How often have you heard the expression ‘no pain, no gain’? These four words sum up the idea that if you are to receive benefits, then you must suffer (or at least make an effort). Alternatively, you could take it to mean that if you don’t make an effort, you can’t expect benefits. An example in the domain of disaster recovery might be ‘if you skip regular data backups (no effort), you’ll fail when your hard disk crashes (no benefit)’. The problem comes when people use chop logic to infer from ‘no pain, no gain’ that ‘if pain, then gain’ is true as well.
Let’s look again at our example of ‘if you skip regular data backups, you’ll fail when your hard disk crashes’. This is a specific case of a more general formula, which is ‘if A, then B’. Logic tells us that if the statement ‘if A, then B’ is true, then so is the statement ‘if not B, then not A’. This works for our disaster recovery example. If you don’t fail (i.e. you recover) from a hard disk crash, then you were not skipping regular data backups. So far, so good. However, you cannot assume that if you make regular data backups, you will automatically recover from disk crashes (which would be ‘if B, then A’). In other words, your pain (the effort you make to do data backups) does not guarantee you a gain (recovery from a disk crash).

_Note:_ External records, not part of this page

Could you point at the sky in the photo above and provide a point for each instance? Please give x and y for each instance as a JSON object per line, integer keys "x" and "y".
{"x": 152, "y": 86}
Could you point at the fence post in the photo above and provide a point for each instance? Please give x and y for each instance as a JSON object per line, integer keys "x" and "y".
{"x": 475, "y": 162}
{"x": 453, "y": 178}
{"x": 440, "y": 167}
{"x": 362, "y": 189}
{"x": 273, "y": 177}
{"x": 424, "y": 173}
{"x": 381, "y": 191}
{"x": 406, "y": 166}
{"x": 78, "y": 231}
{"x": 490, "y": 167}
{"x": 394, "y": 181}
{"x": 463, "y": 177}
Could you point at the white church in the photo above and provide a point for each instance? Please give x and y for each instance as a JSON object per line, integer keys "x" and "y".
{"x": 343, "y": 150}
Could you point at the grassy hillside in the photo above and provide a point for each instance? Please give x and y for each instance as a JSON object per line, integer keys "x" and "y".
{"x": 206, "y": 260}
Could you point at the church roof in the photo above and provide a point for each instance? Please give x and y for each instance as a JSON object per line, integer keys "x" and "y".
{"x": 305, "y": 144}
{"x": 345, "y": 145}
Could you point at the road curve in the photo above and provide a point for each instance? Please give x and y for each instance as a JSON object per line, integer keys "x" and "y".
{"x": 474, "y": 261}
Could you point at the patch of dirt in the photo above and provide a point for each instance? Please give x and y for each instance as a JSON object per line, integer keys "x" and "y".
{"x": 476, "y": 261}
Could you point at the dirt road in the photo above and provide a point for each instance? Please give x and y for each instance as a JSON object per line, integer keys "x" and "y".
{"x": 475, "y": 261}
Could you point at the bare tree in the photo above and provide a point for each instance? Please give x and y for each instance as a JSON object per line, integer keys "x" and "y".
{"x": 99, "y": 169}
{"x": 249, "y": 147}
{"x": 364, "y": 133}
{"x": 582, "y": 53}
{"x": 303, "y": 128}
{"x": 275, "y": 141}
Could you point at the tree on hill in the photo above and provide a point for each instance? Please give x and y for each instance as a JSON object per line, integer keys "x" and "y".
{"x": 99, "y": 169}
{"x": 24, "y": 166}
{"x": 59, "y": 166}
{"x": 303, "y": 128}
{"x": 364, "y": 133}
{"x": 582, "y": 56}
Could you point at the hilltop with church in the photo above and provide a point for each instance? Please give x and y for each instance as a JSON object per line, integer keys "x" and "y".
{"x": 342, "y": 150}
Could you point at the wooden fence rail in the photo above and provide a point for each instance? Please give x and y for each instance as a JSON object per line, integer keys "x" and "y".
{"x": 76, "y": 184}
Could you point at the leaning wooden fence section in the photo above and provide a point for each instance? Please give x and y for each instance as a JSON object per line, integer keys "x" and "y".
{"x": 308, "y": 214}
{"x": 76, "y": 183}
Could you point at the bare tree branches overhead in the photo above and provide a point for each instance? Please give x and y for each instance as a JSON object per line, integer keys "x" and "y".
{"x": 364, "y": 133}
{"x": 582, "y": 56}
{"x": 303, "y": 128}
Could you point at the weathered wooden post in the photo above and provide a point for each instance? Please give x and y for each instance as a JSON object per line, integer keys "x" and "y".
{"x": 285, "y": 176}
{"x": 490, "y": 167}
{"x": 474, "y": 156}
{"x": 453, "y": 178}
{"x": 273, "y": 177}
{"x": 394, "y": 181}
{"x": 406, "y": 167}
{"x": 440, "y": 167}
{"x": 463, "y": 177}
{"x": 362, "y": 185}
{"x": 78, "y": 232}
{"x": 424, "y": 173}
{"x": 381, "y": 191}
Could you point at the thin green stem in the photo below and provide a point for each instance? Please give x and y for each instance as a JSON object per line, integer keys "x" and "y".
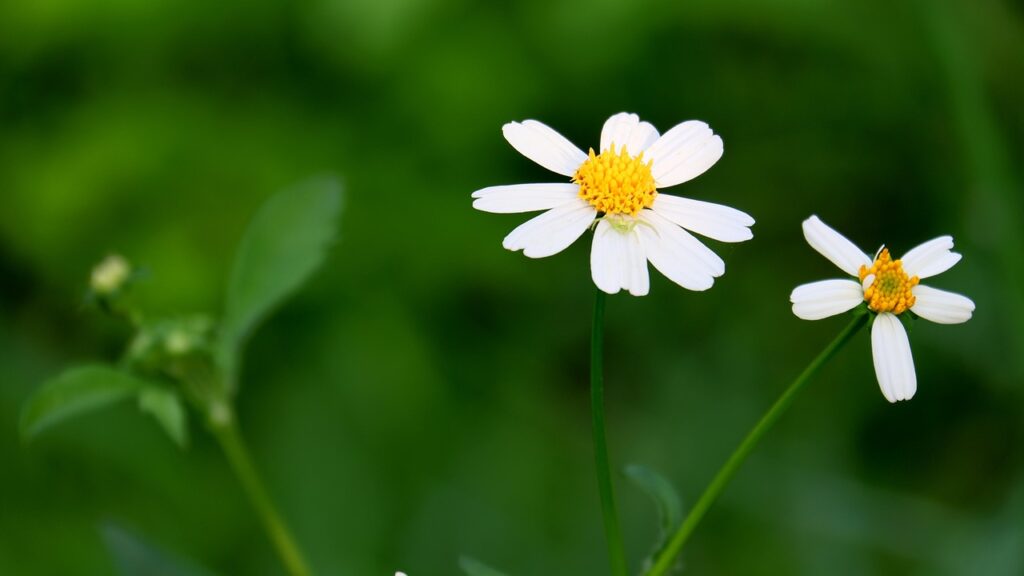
{"x": 714, "y": 490}
{"x": 238, "y": 455}
{"x": 612, "y": 532}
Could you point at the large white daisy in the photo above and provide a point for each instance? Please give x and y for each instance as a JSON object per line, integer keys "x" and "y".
{"x": 619, "y": 190}
{"x": 890, "y": 288}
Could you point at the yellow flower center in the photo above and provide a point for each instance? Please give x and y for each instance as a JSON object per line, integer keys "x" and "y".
{"x": 615, "y": 183}
{"x": 892, "y": 288}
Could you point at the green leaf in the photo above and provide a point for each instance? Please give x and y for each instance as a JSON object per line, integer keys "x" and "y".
{"x": 75, "y": 392}
{"x": 166, "y": 406}
{"x": 133, "y": 556}
{"x": 475, "y": 568}
{"x": 286, "y": 242}
{"x": 670, "y": 507}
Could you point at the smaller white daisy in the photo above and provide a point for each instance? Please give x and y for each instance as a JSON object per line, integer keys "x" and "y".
{"x": 619, "y": 190}
{"x": 890, "y": 288}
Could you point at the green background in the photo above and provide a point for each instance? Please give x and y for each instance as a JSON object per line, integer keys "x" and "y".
{"x": 425, "y": 396}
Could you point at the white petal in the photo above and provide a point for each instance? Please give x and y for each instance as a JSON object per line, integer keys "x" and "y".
{"x": 544, "y": 146}
{"x": 835, "y": 246}
{"x": 714, "y": 220}
{"x": 616, "y": 260}
{"x": 893, "y": 362}
{"x": 553, "y": 231}
{"x": 941, "y": 306}
{"x": 523, "y": 198}
{"x": 824, "y": 298}
{"x": 931, "y": 257}
{"x": 677, "y": 254}
{"x": 684, "y": 153}
{"x": 625, "y": 129}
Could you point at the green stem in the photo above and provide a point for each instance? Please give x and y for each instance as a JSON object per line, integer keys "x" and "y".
{"x": 230, "y": 441}
{"x": 724, "y": 475}
{"x": 612, "y": 532}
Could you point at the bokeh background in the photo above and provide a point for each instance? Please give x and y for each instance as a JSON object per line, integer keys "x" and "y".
{"x": 425, "y": 396}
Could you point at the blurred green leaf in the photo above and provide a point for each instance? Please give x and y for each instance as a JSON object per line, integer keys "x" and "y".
{"x": 670, "y": 507}
{"x": 285, "y": 243}
{"x": 134, "y": 557}
{"x": 475, "y": 568}
{"x": 166, "y": 406}
{"x": 75, "y": 392}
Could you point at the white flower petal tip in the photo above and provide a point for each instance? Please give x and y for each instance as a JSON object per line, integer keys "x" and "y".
{"x": 941, "y": 306}
{"x": 677, "y": 254}
{"x": 824, "y": 298}
{"x": 544, "y": 146}
{"x": 893, "y": 361}
{"x": 523, "y": 198}
{"x": 713, "y": 220}
{"x": 617, "y": 260}
{"x": 835, "y": 246}
{"x": 626, "y": 130}
{"x": 932, "y": 257}
{"x": 684, "y": 153}
{"x": 551, "y": 232}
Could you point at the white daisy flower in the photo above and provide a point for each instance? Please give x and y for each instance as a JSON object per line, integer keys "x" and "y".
{"x": 617, "y": 190}
{"x": 890, "y": 288}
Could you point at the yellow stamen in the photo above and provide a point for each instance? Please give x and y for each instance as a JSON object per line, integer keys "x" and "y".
{"x": 616, "y": 183}
{"x": 892, "y": 288}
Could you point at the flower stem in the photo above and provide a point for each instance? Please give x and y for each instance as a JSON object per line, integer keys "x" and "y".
{"x": 238, "y": 455}
{"x": 724, "y": 475}
{"x": 612, "y": 532}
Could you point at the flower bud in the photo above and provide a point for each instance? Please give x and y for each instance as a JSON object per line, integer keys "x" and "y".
{"x": 110, "y": 276}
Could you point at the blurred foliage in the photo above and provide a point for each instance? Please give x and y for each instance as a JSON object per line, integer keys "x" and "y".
{"x": 425, "y": 397}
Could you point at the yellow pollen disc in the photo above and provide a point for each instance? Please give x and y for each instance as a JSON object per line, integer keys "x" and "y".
{"x": 892, "y": 288}
{"x": 615, "y": 183}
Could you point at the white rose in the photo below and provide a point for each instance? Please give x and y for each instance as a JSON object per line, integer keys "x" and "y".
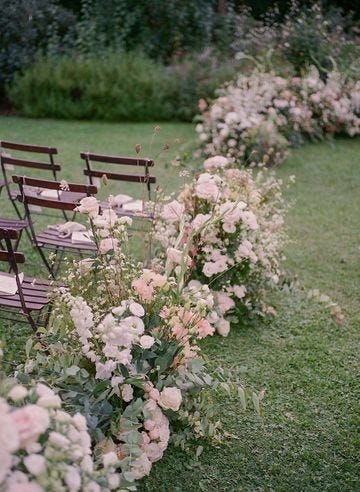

Your data backups alone cannot guarantee disaster recovery, because you also need to backup configuration information and possibly system images, as well as having access to another system with a hard drive that works. This is one reason for the growing popularity of cloud-based solutions with reliable, automated protection against such data disasters. In effect, they now offer gain without pain – which turns the ‘no pain, no gain’ saying on its head, but from the reverse direction.